(tulisanku, alhamdulillah sudah dimuat di Intisari 2005)
Selama ini, seolah sudah jadi mitos bahwa jika kita berangkat ke Tanah Suci untuk berhaji sama artinya dengan kesulitan mencari makan yang kemudian berujung pada datangnya penyakit. Padahal saat saya dan suami melaksanakannya pada tahun 1998, kendala semacam itu hampir-hampir tidak pernah kami alami.
Sejauh ini, mitos itu masih sangat kuat menancap di benak para calon jamaah haji asal Indonesia. Buktinya, ketika asykar alias polisi yang bertugas di bandara King Abdul Aziz, Jeddah, tampak tak lagi keheranan dengan isi koper jamaah Indonesia yang 'fully-booked' dengan makanan kering (abon, rendang, kering tempe atau kentang) ataupun bahan makanan basah (sayuran atau bahkan terasi!). Jerigen yang sedianya nanti akan diisi dengan air zam-zam untuk oleh-oleh saat pulang ke kampung halaman pun tak luput didayagunakan semaksimal mungkin. Mau tau apa isinya? Beras 5 liter!

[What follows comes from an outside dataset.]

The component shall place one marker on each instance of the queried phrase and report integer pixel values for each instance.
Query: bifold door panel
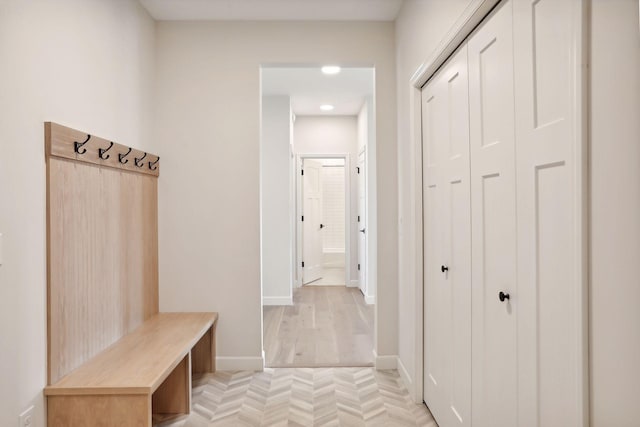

Sebenarnya, penempatan para jamaah haji Indonesia oleh pemerintah Arab Saudi sudah diatur sedemikian rupa agar dekat dengan sarana belanja seperti pasar atau minimarket. Saat kami di Mekkah, kami menginap di Misfalah, yang di bagian depan pemondokan kami itu merupakan pasar tradisional. Percaya atau tidak, segala jenis sayuran dan buah ada di sana, dengan kisaran harga buah antara 5 – 6 real sekilonya (meski di tanah Arab sana jarang ada pohon buah kan?). Bayam, kangkung atau sayuran ikat sejenis dijual satu real (cat.: waktu itu sekitar Rp 3000,00), di samping wortel, cabe, tomat segar-bugar. Yang menakjubkan, ada teman seregu kami -- bapak-bapak lagi -- yang berhasil membeli 'sambelan' alias bahan-bahan untuk membuat sambal, yaitu cabe, tomat, dan bawang merah! Kegembiraan itu kemudian langsung diwujudkan dengan membuat sambal terasi (ada teman yang membawa cobek mini soalnya...)!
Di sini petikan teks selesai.